A ban on ethnic studies in Tucson, Ariz., and a resistance to teaching climate change as an accepted body of knowledge in certain school districts around the country raise a broader question.
Are their pieces of history or parts of science that are simply too hot to handle in a classroom, where active debate may get away from the truth while consensus on what to teach may be hard to find.
Jonathan Zimmerman, chairman of the history and education department at New York University, said there have always been difficult subjects to teach in American classrooms — but those subjects have changed over time.
“In mainstream American history textbooks, before the 1960s, slavery was either omitted, or, in the worst case, was depicted as a beneficent institution developed by white people to civilize barbaric Africans,” he said. “It was only because of protests against those books, mainly by African-American organizations, that textbooks started to address slavery.”
African-Americans actually had to resort to making their own textbooks, especially for segregated black schools, that more accurately depicted what slavery was and how it came to be outlawed.

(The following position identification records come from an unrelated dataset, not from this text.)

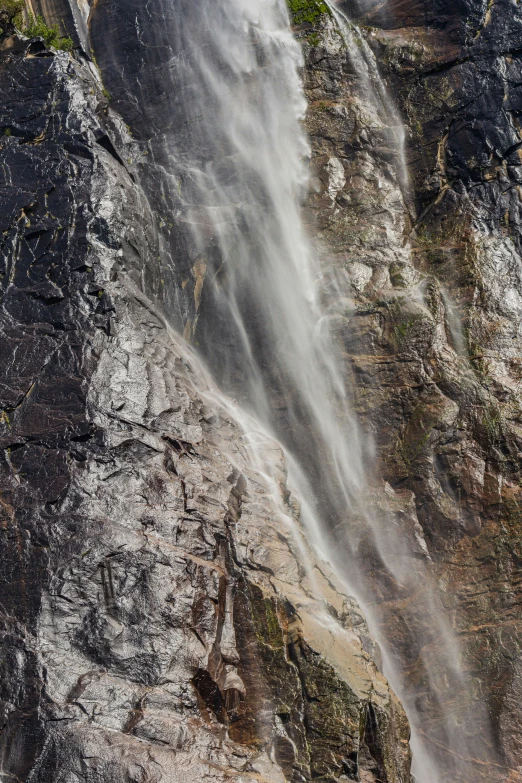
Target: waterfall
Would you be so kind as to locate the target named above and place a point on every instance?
(235, 158)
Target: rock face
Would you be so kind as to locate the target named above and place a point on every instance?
(160, 621)
(433, 345)
(162, 617)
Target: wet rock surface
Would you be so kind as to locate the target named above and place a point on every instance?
(162, 618)
(432, 333)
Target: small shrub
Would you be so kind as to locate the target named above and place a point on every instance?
(307, 10)
(11, 15)
(37, 28)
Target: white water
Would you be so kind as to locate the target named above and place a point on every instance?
(239, 167)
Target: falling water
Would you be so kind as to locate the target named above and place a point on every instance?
(235, 159)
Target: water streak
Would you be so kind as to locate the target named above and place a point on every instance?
(237, 164)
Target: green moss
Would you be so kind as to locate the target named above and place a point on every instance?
(307, 11)
(11, 15)
(37, 28)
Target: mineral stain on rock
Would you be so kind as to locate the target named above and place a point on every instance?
(158, 623)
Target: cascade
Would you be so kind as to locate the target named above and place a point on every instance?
(235, 159)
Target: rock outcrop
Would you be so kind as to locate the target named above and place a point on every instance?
(162, 616)
(433, 344)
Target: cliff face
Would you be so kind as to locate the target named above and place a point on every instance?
(162, 618)
(433, 345)
(157, 624)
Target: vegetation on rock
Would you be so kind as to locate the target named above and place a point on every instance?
(13, 19)
(11, 15)
(307, 10)
(37, 28)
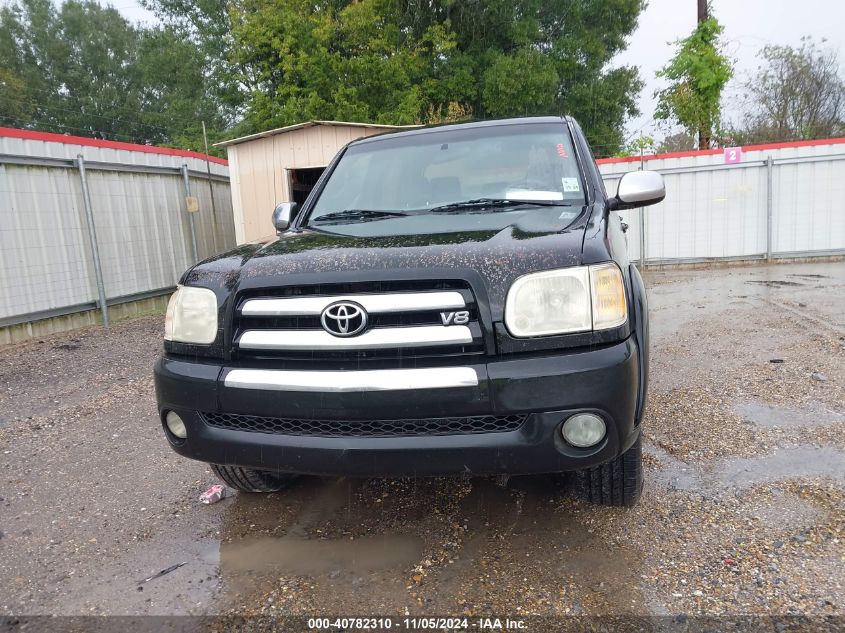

Or take Andrew Jackson, the man depicted on the $20 bill and revered by people like Newt Gingrich. If you look at his legacy, however, you see a president who suspended the U.S. Constitution, thumbed his nose at the Supreme Court and was responsible for developing the tactics used to exterminate millions of Native Americans. But none of that is taught in classrooms.
“It would be difficult, but that doesn’t mean we can wash our hands of it,” Zimmerman said. “(Jackson) is an extraordinarily complex figure. He was really one of the critical figures in creating what became the Democratic Party. He was very much a populist figure.”
And that complexity, his strengths and weaknesses, need to be shared with our kids. But it’s not — because that would mean, Zimmerman said, admitting to students that adults disagree about the legacy of Jackson.
And sometimes, dealing with the layers of historical figure can mean it’s harder to actually teach a lesson. So, often, subjects are punted for a later grade.
“It’s not easy to deal with these tensions. Obviously, they’re emotional. Often the cut to the core of whatever racial or ethnic identity we’ve adopted,” Zimmerman said.
Zimmerman also said that society’s moves to limit teacher’s free speech rights in the classroom make it harder for them to feel comfortable grappling with sensitive topics.
“We really don’t have a K-12 tradition of academic freedom,” Zimmerman said. “But that’s not to say we shouldn’t be fighting for it.”
Or take the decision by the United States to drop an atomic bomb on Hiroshima and Nagasaki — the only time nuclear weapons have been used in war.
The criticisms of that decision, including all of the civilians who were killed, are often not taught in American classrooms, choosing instead to view it as a way that the United States saved the lives of its own soldiers as well as Japanese civilians, who would have been killed in an invasion.
“There’s an enormous historical debate about the validity of that statement,” Zimmerman said. “But I’m not saying that’s wrong. The problem is we teach it as right.”
Zimmerman said when he taught the lesson in the 1980s in a high school, he shared with his students passages from Japanese and Soviet textbooks, to compare to the American version.
To this day, he said, he hears from students who remember that tactic — and how different it was from most of how they learned.